Without having the necessary tools or skills, I taught myself how to draw digitally by staying back late at the animation studio I was working at to master the ins and outs of Adobe Illustrator. I started sharing my work online under the moniker Frida Las Vegas where it steadily found an audience, to my surprise and utter delight.
It’s important for creative practitioners to strive for originality, not because anything can ever be ‘truly’ original, but because it’s plain old boring to re-hash someone else’s work in a paint-by-numbers kind of way. There are infinite combinations of mediums, messages, styles and sensibilities out there to play with; the trick is to create your own unique ‘recipe’, rather than following somebody else’s.
Your relationship with colour is quite unique, tell us about that. Are there any colours or hues that are your signifiers and why?
Playing with colour is something I have always loved to do since I was a kid, ripping open my first packet of Connector Pens and going nuts with the brightest colours in the pack. I would use up the yellow texta first, then hot pink, then aqua, then purple.

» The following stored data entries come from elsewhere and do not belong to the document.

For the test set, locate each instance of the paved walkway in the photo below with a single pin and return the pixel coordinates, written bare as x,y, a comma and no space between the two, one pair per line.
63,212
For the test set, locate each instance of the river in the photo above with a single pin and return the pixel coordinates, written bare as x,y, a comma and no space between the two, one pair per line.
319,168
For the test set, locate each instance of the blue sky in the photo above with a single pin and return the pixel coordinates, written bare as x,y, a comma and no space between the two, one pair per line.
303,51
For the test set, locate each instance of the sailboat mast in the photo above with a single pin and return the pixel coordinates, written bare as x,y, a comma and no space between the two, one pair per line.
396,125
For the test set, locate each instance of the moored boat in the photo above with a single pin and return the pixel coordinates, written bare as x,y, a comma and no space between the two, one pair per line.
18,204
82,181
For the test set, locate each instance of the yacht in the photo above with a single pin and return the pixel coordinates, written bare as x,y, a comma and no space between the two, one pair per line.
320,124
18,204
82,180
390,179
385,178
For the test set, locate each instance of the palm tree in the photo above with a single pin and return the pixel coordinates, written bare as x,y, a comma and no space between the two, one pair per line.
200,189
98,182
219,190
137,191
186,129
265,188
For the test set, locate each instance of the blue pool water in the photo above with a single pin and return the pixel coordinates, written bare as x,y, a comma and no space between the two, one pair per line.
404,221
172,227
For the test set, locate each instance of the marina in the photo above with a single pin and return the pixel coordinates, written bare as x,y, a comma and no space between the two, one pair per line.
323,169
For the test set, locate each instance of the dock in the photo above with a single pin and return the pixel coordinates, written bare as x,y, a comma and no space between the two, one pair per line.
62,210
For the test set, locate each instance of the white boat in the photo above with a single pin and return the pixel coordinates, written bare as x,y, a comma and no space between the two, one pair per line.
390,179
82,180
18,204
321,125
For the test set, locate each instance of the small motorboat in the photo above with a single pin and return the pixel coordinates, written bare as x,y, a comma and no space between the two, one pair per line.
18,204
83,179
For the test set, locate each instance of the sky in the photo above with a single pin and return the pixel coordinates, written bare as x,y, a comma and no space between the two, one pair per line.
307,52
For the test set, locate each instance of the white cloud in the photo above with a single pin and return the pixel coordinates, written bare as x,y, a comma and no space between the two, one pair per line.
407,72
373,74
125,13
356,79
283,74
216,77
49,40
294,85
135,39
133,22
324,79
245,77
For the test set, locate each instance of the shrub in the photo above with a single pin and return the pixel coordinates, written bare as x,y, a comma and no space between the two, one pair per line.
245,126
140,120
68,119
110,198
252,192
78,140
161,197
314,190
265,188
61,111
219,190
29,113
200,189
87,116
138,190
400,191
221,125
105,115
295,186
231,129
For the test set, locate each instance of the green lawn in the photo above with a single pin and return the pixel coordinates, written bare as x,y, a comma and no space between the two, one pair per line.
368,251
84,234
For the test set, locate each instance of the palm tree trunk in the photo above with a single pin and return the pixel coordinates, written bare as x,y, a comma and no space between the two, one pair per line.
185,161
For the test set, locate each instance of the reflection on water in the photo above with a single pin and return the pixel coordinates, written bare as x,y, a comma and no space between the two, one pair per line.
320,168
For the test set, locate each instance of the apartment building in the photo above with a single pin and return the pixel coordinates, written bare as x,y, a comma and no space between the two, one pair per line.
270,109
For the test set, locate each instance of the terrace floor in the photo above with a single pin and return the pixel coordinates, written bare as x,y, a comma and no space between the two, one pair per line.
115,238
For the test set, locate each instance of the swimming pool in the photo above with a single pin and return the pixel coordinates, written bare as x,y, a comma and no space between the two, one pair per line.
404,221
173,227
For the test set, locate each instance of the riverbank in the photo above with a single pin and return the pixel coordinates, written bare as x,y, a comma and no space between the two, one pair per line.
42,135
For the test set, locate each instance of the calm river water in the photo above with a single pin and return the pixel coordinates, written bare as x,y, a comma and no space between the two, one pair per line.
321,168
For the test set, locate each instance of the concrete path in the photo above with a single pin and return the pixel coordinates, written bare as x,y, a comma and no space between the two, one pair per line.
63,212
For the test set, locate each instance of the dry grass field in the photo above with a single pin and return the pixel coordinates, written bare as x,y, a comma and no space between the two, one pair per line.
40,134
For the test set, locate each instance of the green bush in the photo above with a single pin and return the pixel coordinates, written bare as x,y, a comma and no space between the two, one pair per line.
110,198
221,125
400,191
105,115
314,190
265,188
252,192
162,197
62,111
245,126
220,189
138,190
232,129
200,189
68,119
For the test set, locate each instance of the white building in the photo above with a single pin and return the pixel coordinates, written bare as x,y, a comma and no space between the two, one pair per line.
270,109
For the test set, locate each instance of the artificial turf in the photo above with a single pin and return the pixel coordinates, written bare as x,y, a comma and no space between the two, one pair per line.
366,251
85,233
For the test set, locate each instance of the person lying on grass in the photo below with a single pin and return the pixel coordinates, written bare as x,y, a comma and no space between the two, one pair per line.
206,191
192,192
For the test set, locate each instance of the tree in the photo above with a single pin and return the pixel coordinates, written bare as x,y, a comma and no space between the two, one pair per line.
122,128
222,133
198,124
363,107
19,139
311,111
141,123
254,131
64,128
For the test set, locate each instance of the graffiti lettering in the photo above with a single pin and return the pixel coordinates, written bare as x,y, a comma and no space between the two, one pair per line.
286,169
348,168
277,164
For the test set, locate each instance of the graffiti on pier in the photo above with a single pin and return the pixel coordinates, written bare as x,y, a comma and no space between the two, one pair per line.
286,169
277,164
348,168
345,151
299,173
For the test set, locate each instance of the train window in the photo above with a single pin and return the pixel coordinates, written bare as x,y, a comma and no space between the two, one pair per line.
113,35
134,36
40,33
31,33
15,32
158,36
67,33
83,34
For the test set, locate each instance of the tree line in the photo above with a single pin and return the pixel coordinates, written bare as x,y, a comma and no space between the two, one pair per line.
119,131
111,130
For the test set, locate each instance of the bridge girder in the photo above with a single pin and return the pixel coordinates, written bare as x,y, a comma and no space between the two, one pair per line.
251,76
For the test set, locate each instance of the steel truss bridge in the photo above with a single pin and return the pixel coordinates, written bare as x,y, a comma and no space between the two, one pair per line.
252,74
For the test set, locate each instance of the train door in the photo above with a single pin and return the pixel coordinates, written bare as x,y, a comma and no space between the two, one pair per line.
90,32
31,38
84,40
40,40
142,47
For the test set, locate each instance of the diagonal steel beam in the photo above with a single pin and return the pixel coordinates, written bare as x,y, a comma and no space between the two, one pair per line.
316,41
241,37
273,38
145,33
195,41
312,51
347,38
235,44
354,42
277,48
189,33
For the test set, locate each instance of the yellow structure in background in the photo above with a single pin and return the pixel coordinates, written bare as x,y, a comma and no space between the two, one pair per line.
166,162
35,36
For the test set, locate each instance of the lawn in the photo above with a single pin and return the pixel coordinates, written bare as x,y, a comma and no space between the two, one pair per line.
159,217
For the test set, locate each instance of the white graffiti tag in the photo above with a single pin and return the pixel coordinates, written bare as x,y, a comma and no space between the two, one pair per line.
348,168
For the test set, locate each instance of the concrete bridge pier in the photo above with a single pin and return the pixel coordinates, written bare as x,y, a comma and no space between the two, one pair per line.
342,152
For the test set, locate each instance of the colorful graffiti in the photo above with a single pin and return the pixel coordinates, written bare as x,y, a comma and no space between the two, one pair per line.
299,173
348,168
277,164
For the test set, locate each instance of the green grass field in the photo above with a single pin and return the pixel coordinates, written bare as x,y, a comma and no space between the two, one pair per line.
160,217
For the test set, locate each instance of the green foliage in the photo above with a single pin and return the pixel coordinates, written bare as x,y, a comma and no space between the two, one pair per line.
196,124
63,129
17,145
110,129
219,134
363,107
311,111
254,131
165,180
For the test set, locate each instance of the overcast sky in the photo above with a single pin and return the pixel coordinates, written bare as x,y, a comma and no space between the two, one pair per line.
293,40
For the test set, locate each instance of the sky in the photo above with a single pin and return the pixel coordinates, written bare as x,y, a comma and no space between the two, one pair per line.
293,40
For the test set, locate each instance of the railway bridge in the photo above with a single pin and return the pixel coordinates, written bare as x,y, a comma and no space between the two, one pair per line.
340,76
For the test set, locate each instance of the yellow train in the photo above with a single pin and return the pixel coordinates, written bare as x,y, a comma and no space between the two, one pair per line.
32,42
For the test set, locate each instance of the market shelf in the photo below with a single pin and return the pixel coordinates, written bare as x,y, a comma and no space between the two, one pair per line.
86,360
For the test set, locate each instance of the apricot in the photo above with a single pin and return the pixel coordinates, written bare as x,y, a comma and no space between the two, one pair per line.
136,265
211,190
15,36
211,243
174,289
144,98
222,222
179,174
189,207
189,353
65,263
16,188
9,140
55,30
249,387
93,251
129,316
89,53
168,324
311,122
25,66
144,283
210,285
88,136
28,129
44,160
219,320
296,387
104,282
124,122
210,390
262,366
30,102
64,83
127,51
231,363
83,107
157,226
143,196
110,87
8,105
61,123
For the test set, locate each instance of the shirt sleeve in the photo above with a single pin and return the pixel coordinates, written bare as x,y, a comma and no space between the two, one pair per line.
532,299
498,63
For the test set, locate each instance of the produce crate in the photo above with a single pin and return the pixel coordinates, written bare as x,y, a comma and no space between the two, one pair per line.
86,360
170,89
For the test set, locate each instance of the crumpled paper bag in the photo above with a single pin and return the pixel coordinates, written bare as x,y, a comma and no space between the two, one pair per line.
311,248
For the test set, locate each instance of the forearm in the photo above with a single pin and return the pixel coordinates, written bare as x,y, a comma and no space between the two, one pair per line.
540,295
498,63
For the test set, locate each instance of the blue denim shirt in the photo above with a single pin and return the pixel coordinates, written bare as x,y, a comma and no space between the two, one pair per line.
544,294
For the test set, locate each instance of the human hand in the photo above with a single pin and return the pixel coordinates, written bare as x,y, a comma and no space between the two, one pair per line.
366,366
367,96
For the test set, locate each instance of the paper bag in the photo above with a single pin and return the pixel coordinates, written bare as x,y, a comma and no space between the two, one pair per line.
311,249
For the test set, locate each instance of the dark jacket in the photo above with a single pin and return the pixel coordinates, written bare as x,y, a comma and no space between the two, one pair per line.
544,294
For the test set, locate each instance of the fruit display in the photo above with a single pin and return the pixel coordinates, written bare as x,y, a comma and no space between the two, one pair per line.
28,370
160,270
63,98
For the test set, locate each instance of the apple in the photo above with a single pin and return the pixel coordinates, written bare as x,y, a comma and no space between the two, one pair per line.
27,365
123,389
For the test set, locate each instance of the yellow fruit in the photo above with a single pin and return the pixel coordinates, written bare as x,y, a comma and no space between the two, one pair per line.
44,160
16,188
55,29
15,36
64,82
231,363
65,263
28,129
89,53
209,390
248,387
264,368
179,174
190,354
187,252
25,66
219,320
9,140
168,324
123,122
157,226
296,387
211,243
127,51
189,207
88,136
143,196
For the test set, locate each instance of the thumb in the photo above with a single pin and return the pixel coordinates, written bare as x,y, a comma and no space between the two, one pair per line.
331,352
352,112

We all understand how certain colours have an innate ability to affect our moods. As a general rule, I like to play with colours that make me feel energised. I’m partial to colour combinations that remind me of my childhood growing up in the late 1980s and early 1990s, when loud hues and bold prints reigned supreme.
For my neon and acrylic artworks, I wanted to combine interior design with fashion illustration to create stylised artefacts that look convincingly 1980s - but in actual fact, were made in the late 2010s. In the same way that a DJ will sample a soundbite from an old song and mix it to create something new using the technology from the present, I like to play with visual elements from different time periods and smoosh them together to make something.
Where is your favourite place in the world that gives you the most inspiration and enrichment and that has informed your artistry?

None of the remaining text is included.